Since the leftist Moon took office across from the rightist Abe in 2017, relations have plunged to new lows. They have also spilled beyond the historical/diplomatic space into the security and trade spheres.

In 2017, Moon unilaterally dismantled a compensation package agreed between his predecessor, Park Geun-hye, and Abe in 2015 that had accompanied an apology from Abe and been designed to end bilateral sparring over “comfort women” once and for all. Instead, Moon demanded a new apology from Abe.

Tensions simmered further after Seoul ordered a Japanese warship at a South Korean navel review to strike its “Rising Sun” ensign – a symbol which, in recent years, Koreans have compared to the Nazi swastika while demanding it be banned. The vessel departed. And a South Korean warship on the high seas apparently locked on a Japanese patrol aircraft with its target radar.

However, the deciding issue was when, in October 2018, Korea’s Supreme Court ordered two Japanese firms with operations in South Korea to compensate wartime forced laborers. Tokyo complained that the forced-labor matter had been resolved in a 1965 agreement and compensation package, accusing Seoul of breaking international law.

In apparent response, Tokyo slapped export restrictions on three key chemicals required by Korean electronics manufacturers, and removed Seoul from a list of preferential export destinations.

As furious Korean consumers boycotted Japanese products, Seoul responded in kind, then withdrew from an intelligence sharing pact with Japan.

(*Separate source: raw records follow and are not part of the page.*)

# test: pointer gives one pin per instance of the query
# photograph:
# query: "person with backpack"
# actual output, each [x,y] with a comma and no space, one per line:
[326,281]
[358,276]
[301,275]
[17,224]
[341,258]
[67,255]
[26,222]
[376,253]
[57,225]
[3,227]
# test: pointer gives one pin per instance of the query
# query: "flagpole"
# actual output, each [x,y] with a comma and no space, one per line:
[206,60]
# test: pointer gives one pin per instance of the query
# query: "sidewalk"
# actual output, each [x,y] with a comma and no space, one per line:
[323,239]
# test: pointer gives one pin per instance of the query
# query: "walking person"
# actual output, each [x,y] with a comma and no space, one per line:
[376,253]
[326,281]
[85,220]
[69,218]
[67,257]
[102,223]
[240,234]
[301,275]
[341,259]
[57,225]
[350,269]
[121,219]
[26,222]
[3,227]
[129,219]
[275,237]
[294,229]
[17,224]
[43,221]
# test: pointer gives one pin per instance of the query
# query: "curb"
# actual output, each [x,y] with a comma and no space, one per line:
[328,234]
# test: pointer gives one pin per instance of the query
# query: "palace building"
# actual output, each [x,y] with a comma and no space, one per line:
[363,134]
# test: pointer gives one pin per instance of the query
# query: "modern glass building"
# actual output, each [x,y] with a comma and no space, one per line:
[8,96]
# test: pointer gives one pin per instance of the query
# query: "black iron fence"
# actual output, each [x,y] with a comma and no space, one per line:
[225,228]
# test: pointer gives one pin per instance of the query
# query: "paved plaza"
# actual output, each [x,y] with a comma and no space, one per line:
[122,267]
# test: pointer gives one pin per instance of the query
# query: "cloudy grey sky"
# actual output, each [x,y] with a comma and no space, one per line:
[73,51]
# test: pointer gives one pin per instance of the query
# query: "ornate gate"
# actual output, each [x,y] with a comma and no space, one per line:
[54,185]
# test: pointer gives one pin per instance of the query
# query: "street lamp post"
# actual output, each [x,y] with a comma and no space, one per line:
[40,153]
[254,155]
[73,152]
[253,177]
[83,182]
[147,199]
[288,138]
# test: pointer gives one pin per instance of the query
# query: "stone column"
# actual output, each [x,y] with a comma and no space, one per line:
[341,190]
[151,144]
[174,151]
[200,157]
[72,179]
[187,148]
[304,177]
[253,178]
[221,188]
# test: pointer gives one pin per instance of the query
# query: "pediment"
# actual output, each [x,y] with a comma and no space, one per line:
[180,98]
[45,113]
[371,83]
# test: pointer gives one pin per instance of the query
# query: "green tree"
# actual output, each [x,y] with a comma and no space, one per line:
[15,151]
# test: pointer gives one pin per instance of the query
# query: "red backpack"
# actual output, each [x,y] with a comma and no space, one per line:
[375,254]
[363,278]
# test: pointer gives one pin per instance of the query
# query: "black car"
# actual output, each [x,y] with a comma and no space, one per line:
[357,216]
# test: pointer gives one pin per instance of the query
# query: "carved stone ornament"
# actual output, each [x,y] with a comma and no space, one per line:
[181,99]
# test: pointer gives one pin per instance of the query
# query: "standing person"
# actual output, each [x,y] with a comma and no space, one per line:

It also registered a complaint with the International Olympic Committee, demanding that the “Rising Sun” symbol be  barred from the Tokyo 2020 Summer Olympics.

The escalating dispute alarmed Washington, which seeks a united front in Northeast Asia, and which has dispatched a number of envoys to both capitals. There have been recent signs of a thaw.

Japan has been permitting exports of the chemicals, albeit with the requirement of more paperwork. Last month, Seoul reversed its previous course and agreed to retain the intelligence pact. And last week, Tokyo lifted the restrictions on one of the chemicals.

Minds meet, or…?

During their meeting, Moon suggested establishing speedy working-level consultations on the trade matter, according to Yonhap news, which cited pool reporters in Chengdu.

On the central issue of compensation for Korean forced laborers, the leaders confirmed their differences. However, they agreed to resolve the matter through dialogue, Yonhap reported.

Yonhap also noted that the  meeting had been scheduled for 30 minutes, but extended to 50.

South Korean lawmakers have recently called for a compensation package combining donations from both Korean and Japanese firms to be established.

Heavy lifting appears to be ahead for the two sides’ working-level negotiators.

Prior to departing for China, Abe had reiterated that South Korea should keep promises made between states. “As I plan to meet with President Moon, I will convey Japan’s stance on the issue of former workers from the Korean Peninsula among others,” he said, according to Kyodo news agency.

However, Seoul, citing division of powers, has repeatedly made clear that the administration has no mechanism to reverse a Supreme Court decision.